Flávio Dino enfatizou que, embora o mérito das ações já tenha sido julgado em 2022, é fundamental continuar implementando medidas para assegurar o cumprimento das exigências de transparência e rastreabilidade do processo orçamentário e da execução das emendas.

Entenda o caso envolvendo a Ypê

Na última semana, uma resolução da Anvisa suspendeu a fabricação e determinou o recolhimento de lotes de lava-louças, sabão líquido para roupas e desinfetantes da marca Ypê com numeração final 1. Em resposta, vídeos de apoiadores da direita circularam nas redes sociais, mostrando a compra dos produtos e, em alguns casos, até a ingestão de detergente como forma de contestar a decisão da agência reguladora. A ex-primeira-dama Michelle Bolsonaro (PL) também compartilhou uma foto do produto.

A repercussão desses conteúdos ocorreu após a notícia de que os proprietários da empresa haviam feito doações para a campanha do ex-presidente Jair Bolsonaro (PL) em 2022. Apoiadores de Bolsonaro levantaram a hipótese de que a suspensão dos produtos teria motivação ideológica.

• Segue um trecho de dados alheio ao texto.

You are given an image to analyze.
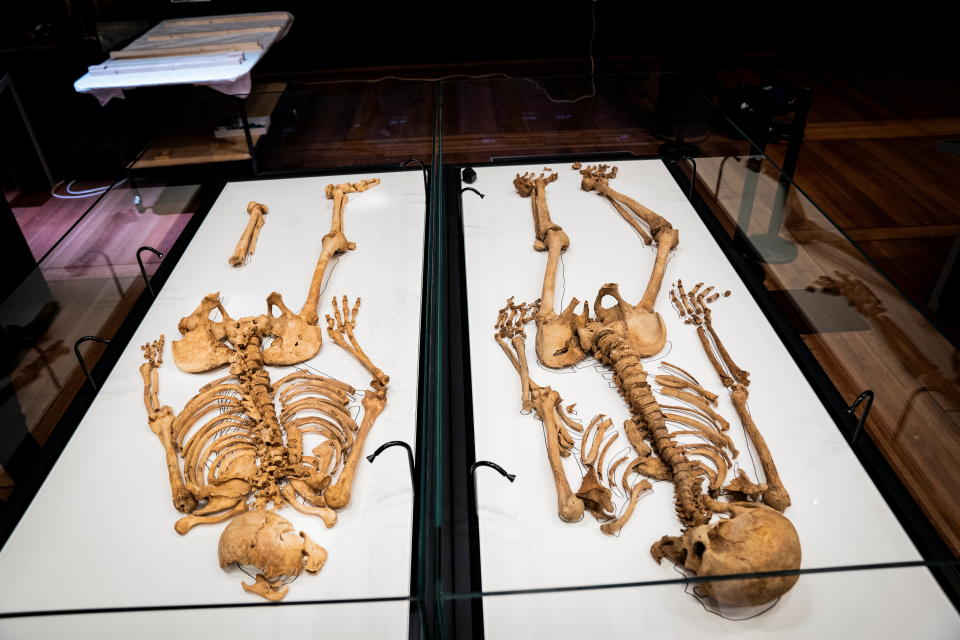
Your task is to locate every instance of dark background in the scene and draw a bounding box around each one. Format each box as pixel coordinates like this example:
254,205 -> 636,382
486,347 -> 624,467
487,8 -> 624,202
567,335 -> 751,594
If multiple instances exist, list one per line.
0,0 -> 956,178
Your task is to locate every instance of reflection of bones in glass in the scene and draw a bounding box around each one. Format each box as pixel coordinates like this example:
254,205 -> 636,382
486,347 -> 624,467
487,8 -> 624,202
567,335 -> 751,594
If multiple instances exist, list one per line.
227,201 -> 268,267
807,271 -> 960,434
140,179 -> 390,600
495,163 -> 800,606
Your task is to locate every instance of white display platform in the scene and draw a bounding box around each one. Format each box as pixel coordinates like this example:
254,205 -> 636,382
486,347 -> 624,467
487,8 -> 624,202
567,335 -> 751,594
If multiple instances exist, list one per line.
0,601 -> 410,640
463,161 -> 960,638
0,171 -> 425,637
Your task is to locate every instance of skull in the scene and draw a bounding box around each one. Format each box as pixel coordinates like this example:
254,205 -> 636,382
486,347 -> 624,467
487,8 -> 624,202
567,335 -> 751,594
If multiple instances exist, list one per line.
651,503 -> 800,607
218,509 -> 327,601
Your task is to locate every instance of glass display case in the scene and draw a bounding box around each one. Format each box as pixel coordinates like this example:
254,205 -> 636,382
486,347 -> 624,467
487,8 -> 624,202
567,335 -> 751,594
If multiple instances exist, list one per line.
0,74 -> 960,638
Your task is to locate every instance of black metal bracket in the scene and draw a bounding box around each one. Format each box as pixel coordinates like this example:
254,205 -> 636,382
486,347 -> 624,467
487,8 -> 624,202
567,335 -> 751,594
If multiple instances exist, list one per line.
367,440 -> 417,493
460,187 -> 484,198
470,460 -> 517,482
137,245 -> 163,298
73,336 -> 110,391
847,389 -> 874,444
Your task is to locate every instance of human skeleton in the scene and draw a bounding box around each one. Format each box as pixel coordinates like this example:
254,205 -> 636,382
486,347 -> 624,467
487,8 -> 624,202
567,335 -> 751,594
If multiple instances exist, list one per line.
495,164 -> 800,606
140,179 -> 390,600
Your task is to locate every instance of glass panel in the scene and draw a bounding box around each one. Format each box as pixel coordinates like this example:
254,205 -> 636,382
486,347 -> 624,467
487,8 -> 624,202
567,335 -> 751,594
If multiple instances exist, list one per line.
698,151 -> 960,554
3,178 -> 199,488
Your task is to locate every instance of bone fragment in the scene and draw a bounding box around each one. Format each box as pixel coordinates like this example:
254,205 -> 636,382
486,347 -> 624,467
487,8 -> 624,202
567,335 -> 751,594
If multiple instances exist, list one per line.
605,196 -> 653,245
513,173 -> 587,369
600,480 -> 653,536
227,201 -> 268,267
596,431 -> 620,480
323,381 -> 387,509
730,385 -> 790,511
532,387 -> 584,522
607,456 -> 629,489
660,387 -> 730,431
654,376 -> 717,406
327,296 -> 390,387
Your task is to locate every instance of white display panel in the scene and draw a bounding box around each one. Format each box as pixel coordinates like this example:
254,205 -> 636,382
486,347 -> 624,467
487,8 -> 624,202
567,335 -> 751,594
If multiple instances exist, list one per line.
463,161 -> 957,637
483,567 -> 958,640
0,601 -> 410,640
0,171 -> 425,637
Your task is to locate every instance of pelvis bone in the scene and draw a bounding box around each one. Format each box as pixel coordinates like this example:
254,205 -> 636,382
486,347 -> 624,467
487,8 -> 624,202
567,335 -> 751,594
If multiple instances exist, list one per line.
513,173 -> 588,369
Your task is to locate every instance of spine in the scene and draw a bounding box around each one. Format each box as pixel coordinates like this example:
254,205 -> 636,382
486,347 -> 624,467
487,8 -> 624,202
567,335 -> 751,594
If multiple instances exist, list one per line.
594,328 -> 711,527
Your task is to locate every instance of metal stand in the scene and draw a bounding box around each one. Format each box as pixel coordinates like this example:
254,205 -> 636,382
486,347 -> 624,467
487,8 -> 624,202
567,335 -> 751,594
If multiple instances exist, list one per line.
847,389 -> 874,444
470,460 -> 517,482
741,87 -> 811,264
367,440 -> 417,493
237,97 -> 260,176
73,336 -> 110,391
137,245 -> 163,299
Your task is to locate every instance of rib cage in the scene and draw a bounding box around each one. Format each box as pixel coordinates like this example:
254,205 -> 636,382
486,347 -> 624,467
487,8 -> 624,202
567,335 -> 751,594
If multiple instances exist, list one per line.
594,328 -> 711,527
171,328 -> 358,526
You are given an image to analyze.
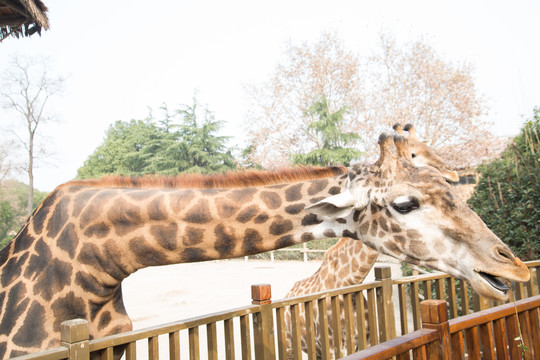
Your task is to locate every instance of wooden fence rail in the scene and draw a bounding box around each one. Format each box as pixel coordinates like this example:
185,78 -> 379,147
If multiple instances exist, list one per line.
344,295 -> 540,360
9,261 -> 540,360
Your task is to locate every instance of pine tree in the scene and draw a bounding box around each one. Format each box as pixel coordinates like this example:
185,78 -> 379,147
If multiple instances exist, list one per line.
292,96 -> 362,166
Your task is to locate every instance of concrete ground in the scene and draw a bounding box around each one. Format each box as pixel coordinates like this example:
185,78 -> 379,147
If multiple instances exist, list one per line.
123,260 -> 401,329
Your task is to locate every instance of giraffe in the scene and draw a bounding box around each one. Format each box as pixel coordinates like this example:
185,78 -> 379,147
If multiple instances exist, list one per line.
393,123 -> 459,182
285,123 -> 459,358
0,134 -> 529,358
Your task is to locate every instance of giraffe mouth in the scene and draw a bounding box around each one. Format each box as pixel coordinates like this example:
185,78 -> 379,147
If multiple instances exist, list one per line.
478,271 -> 510,294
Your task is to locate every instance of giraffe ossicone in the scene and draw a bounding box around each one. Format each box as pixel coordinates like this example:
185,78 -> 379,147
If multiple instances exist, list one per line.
0,135 -> 529,358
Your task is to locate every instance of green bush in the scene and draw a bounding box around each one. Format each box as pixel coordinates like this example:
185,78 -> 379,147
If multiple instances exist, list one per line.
469,108 -> 540,260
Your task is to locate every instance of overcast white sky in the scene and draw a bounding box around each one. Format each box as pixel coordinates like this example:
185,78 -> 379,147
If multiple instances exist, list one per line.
0,0 -> 540,191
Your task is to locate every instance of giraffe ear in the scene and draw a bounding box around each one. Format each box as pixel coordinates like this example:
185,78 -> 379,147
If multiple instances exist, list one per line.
305,189 -> 356,218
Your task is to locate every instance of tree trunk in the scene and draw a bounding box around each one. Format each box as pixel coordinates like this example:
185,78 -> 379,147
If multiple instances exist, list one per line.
26,127 -> 34,216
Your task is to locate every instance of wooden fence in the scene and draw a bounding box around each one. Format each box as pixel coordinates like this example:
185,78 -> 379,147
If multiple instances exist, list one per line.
344,295 -> 540,360
8,261 -> 540,360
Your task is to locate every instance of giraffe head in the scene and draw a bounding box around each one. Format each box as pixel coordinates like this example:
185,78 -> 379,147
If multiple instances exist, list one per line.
306,134 -> 530,300
393,123 -> 459,182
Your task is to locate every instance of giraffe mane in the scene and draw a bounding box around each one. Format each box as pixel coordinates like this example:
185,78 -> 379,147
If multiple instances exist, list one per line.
61,166 -> 347,189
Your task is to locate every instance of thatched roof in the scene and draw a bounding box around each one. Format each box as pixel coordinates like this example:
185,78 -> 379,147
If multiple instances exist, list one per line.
0,0 -> 49,42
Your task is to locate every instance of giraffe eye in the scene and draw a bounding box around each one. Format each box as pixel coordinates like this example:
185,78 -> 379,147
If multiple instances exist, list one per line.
392,198 -> 420,214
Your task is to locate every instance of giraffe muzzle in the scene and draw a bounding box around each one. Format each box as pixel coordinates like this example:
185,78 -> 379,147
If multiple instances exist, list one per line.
478,271 -> 510,294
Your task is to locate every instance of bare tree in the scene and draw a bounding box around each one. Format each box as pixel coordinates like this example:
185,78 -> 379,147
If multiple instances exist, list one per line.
247,34 -> 493,166
0,139 -> 17,185
246,33 -> 363,168
0,57 -> 64,215
363,34 -> 491,156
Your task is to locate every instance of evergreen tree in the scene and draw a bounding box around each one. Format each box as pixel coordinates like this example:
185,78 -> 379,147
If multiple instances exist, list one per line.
78,99 -> 236,178
469,108 -> 540,260
292,96 -> 362,166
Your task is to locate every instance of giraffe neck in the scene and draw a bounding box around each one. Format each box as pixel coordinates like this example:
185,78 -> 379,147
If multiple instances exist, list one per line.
286,238 -> 379,297
10,167 -> 354,288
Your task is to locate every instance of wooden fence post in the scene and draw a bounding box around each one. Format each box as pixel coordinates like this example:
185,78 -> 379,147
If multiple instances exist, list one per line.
251,284 -> 276,360
375,266 -> 396,342
420,300 -> 452,360
60,319 -> 90,360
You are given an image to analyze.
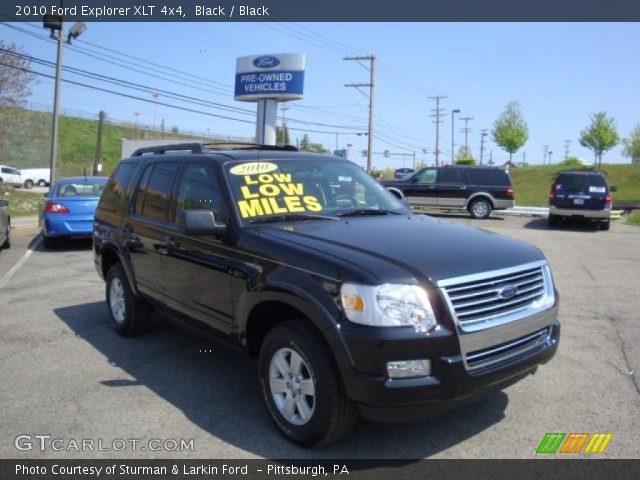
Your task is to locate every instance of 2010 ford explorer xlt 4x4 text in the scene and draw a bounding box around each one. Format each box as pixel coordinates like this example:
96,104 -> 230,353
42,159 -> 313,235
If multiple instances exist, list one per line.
94,144 -> 560,446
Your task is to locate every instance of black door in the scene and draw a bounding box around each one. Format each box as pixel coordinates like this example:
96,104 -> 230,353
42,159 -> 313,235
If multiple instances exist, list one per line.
123,162 -> 178,301
164,162 -> 234,333
403,168 -> 438,207
435,167 -> 468,208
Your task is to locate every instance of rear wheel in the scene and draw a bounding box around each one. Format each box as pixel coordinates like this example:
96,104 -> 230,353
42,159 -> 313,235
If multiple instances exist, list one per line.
469,198 -> 493,219
259,320 -> 358,447
106,263 -> 151,337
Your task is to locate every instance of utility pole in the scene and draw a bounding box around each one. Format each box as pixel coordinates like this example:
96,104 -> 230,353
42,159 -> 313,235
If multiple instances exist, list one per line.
480,128 -> 489,166
451,108 -> 460,165
93,110 -> 107,176
344,55 -> 376,173
429,95 -> 447,167
460,117 -> 473,155
542,145 -> 549,165
280,107 -> 289,145
564,140 -> 571,160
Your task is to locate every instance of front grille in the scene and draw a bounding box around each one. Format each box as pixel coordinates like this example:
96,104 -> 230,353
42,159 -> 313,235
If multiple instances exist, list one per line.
467,327 -> 551,371
443,267 -> 545,330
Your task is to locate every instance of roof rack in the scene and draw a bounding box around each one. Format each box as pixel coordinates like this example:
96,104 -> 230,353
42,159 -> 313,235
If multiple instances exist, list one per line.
131,143 -> 298,157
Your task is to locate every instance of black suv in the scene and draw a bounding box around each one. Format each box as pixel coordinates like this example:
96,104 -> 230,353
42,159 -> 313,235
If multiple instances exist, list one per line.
381,166 -> 515,218
549,170 -> 616,230
94,144 -> 560,446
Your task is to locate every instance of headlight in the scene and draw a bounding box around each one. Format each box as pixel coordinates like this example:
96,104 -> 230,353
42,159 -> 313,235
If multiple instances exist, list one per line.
340,283 -> 437,333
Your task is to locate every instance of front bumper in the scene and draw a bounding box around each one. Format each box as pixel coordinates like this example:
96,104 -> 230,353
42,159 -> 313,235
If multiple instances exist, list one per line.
341,316 -> 560,422
549,205 -> 611,220
42,214 -> 93,238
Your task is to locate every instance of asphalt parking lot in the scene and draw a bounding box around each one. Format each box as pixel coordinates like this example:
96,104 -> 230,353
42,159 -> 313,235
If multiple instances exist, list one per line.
0,216 -> 640,459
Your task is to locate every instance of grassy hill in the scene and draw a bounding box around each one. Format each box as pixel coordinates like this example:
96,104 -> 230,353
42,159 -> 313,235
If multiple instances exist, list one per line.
510,164 -> 640,206
0,110 -> 223,177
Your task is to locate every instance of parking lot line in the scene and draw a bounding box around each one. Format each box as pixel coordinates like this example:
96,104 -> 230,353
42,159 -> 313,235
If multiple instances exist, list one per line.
0,235 -> 42,290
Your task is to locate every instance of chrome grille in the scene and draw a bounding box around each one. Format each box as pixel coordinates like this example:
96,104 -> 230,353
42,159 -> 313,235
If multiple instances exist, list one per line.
467,328 -> 551,371
443,267 -> 545,329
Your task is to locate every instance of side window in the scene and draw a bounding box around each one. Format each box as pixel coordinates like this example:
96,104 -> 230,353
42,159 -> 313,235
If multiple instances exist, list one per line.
416,168 -> 437,183
135,162 -> 178,222
176,163 -> 222,218
99,163 -> 136,212
438,168 -> 460,184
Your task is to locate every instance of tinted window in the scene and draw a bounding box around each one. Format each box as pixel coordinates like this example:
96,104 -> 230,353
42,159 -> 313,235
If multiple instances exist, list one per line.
467,168 -> 511,187
556,174 -> 607,192
176,163 -> 221,218
416,168 -> 437,183
100,163 -> 136,212
438,168 -> 460,183
135,162 -> 178,221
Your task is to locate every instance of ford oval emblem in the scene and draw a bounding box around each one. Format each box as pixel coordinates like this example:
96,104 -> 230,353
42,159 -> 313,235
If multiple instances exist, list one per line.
251,55 -> 280,68
498,285 -> 518,300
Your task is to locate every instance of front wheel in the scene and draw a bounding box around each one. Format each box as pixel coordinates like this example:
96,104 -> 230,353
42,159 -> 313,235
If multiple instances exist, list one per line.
469,198 -> 493,219
259,320 -> 358,447
106,263 -> 151,337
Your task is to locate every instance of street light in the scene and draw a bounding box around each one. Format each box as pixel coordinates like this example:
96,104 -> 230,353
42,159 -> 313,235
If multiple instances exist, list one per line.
42,7 -> 87,191
451,109 -> 460,165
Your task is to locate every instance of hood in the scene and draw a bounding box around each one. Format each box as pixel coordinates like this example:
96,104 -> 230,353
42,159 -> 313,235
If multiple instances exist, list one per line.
261,215 -> 545,283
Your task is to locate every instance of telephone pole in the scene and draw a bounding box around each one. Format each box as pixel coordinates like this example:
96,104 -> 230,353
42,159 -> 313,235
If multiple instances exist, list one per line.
480,128 -> 489,166
564,140 -> 571,160
429,95 -> 447,167
460,117 -> 473,155
93,110 -> 106,176
344,55 -> 376,172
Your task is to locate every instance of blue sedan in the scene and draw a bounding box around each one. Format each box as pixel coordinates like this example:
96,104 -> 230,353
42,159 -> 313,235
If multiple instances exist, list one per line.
40,177 -> 109,248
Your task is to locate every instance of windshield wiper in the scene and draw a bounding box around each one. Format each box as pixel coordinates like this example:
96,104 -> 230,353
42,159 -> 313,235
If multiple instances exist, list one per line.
338,208 -> 400,217
249,213 -> 337,224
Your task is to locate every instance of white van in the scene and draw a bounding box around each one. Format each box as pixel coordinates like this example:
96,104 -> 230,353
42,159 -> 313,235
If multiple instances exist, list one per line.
0,165 -> 23,187
20,168 -> 51,188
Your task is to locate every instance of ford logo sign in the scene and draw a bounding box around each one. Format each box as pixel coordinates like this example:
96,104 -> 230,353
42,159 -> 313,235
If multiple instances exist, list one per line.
498,285 -> 518,300
251,56 -> 280,68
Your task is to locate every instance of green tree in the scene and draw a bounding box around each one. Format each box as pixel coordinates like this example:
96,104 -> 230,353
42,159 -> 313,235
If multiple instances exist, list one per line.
580,112 -> 620,166
622,123 -> 640,163
491,100 -> 529,162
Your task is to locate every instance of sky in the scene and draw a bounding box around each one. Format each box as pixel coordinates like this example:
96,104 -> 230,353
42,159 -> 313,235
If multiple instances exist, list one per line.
0,22 -> 640,168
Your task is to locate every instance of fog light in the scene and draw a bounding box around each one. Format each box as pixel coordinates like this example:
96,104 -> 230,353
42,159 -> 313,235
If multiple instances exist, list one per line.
387,359 -> 431,378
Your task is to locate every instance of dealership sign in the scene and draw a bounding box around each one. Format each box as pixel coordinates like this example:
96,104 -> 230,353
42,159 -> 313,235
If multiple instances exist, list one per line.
235,53 -> 305,102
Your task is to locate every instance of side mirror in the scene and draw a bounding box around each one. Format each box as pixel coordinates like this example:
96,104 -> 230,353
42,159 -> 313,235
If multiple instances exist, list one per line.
182,210 -> 227,237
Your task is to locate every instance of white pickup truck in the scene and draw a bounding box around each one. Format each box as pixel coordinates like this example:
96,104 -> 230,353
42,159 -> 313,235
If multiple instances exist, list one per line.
20,168 -> 51,188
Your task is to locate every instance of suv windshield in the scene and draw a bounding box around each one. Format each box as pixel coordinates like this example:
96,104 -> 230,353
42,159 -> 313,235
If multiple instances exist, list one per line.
225,158 -> 408,222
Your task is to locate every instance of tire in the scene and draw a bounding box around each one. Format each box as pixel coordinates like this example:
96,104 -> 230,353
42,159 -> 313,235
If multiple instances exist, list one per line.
42,234 -> 58,249
469,198 -> 493,220
258,319 -> 358,447
0,223 -> 11,250
105,263 -> 151,337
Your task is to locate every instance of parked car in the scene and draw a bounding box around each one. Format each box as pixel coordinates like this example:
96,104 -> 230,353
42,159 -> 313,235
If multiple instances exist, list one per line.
393,168 -> 415,179
549,170 -> 616,230
93,144 -> 560,446
380,166 -> 515,218
20,168 -> 51,188
40,177 -> 108,248
0,165 -> 22,187
0,199 -> 11,250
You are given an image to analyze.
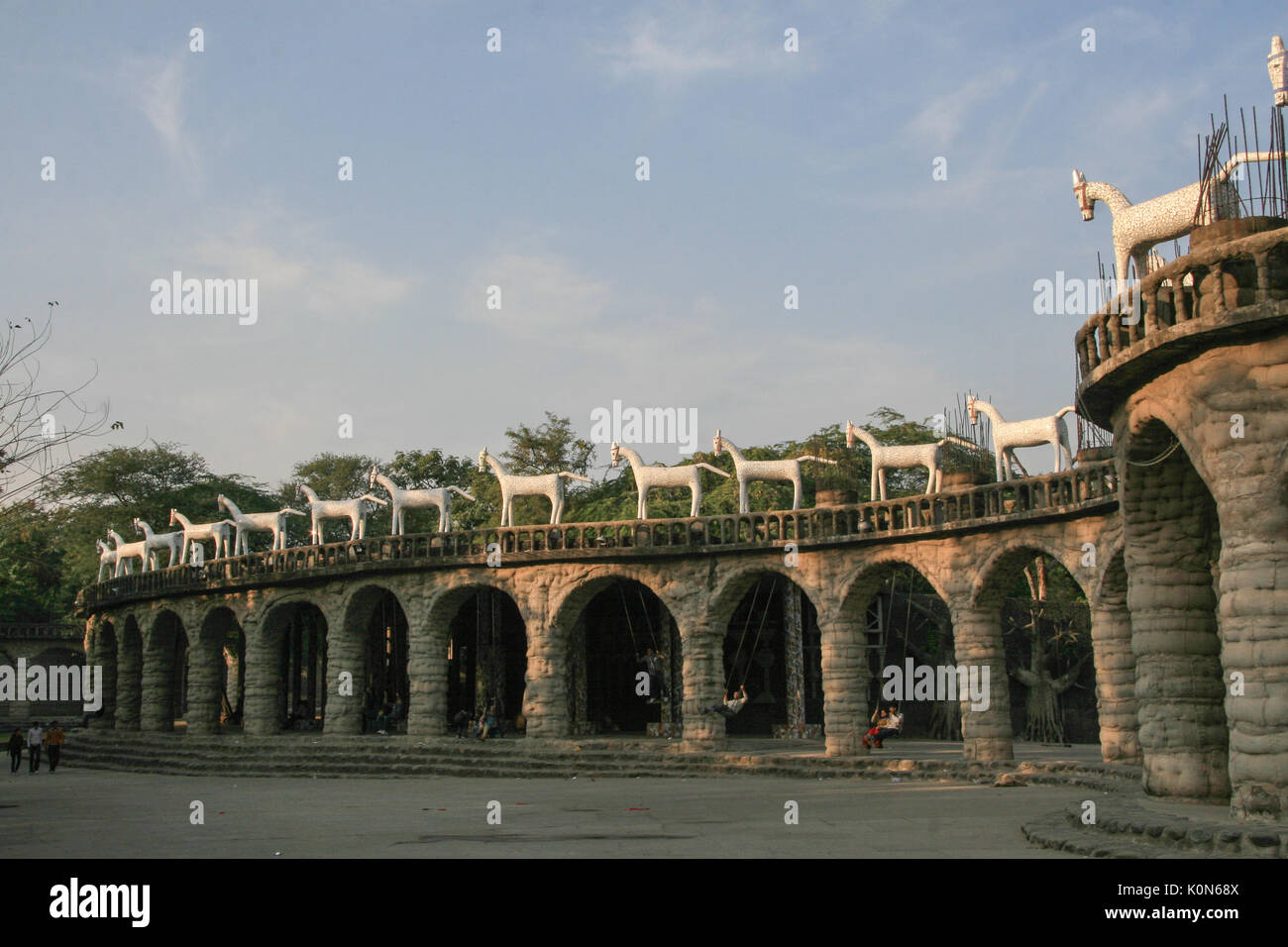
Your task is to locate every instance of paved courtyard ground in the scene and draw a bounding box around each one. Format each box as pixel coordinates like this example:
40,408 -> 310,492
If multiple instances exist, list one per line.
0,773 -> 1089,858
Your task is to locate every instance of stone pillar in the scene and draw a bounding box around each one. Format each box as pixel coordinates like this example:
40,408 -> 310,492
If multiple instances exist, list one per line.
523,607 -> 569,740
242,616 -> 290,737
819,613 -> 871,756
680,618 -> 725,750
116,622 -> 143,730
322,616 -> 366,734
1218,489 -> 1288,821
783,582 -> 805,727
952,605 -> 1015,760
139,621 -> 183,733
1091,602 -> 1141,764
1118,440 -> 1226,801
184,633 -> 224,734
407,601 -> 451,737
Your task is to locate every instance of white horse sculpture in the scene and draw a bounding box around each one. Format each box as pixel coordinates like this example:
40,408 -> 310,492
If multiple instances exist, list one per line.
480,447 -> 593,526
170,510 -> 235,566
711,428 -> 836,513
295,483 -> 389,546
94,540 -> 119,582
368,468 -> 474,536
845,421 -> 975,500
612,441 -> 729,519
134,517 -> 183,569
1073,151 -> 1283,286
215,493 -> 304,556
107,530 -> 156,576
966,395 -> 1076,481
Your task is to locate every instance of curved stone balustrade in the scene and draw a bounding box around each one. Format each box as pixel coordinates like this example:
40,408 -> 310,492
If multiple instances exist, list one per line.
1074,218 -> 1288,427
77,460 -> 1118,612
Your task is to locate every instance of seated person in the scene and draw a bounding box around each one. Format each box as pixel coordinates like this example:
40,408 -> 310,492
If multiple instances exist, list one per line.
702,684 -> 747,717
863,707 -> 903,749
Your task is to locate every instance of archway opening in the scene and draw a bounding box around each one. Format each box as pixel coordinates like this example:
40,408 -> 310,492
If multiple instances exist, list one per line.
362,590 -> 411,733
447,587 -> 528,736
859,563 -> 962,742
724,573 -> 823,737
568,579 -> 684,736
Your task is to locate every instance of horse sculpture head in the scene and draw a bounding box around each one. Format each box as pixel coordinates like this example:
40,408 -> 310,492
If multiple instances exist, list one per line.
1073,167 -> 1096,220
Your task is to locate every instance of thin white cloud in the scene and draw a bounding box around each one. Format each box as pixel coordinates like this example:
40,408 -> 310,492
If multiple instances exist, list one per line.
595,4 -> 816,87
119,53 -> 201,174
905,67 -> 1019,149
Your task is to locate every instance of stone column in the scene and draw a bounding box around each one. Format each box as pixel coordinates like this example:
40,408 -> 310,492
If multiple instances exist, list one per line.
1091,594 -> 1141,764
523,607 -> 569,740
783,582 -> 805,727
407,601 -> 451,737
185,624 -> 224,734
680,617 -> 725,750
139,622 -> 183,733
818,613 -> 871,756
1218,491 -> 1288,822
949,605 -> 1015,760
242,616 -> 288,737
1120,443 -> 1231,801
116,622 -> 143,730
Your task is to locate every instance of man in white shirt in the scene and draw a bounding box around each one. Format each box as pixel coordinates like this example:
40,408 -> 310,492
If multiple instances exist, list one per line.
27,720 -> 46,773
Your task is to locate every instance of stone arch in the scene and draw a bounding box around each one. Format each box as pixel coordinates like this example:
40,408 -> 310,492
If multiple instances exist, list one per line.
551,569 -> 684,736
433,582 -> 529,732
116,612 -> 143,730
698,562 -> 827,738
824,549 -> 961,740
85,614 -> 119,728
250,592 -> 332,736
1115,414 -> 1231,801
962,543 -> 1099,742
195,600 -> 246,733
139,605 -> 189,733
340,582 -> 411,732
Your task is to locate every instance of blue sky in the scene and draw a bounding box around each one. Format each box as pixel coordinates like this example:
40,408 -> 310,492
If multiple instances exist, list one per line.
0,1 -> 1288,483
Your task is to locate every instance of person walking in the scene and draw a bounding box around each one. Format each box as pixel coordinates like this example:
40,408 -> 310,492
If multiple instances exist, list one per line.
46,720 -> 67,773
9,727 -> 22,773
27,720 -> 46,773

Contrariando essas alegações, a decisão da Anvisa foi baseada em uma avaliação técnica que identificou irregularidades em etapas críticas do processo produtivo. Na sexta-feira, 9 de maio de 2026, os produtos foram novamente liberados após a apresentação de recurso pela empresa. No entanto, a recomendação para que os consumidores evitem o uso dos itens citados na resolução permanece válida até a conclusão do processo de recolhimento, indicando que a questão ainda não está totalmente resolvida e exige cautela.

Ministro da Saúde alerta sobre riscos da ingestão de detergente

No início da semana, o ministro da Saúde, Alexandre Padilha, também se manifestou, reiterando que “a Anvisa não tem lado de governo, não tem lado partidário, não tem lado A ou B”.

Padilha fez um apelo para que as pessoas “não ingiram detergente de nenhuma marca” e “muito menos façam videozinhos sobre isso”. Ele complementou: “É desinformação e coloca vidas em risco”.

Para despolitizar o debate, o ministro destacou que a análise dos produtos passou pelo setor de vigilância sanitária do estado de São Paulo, governado por Tarcísio de Freitas (Republicanos), um aliado de Bolsonaro. Além disso, sublinhou que Daniel Meirelles, diretor da Anvisa responsável pela área que recomendou a suspensão, foi indicado durante o governo do ex-presidente, reforçando a base técnica da decisão.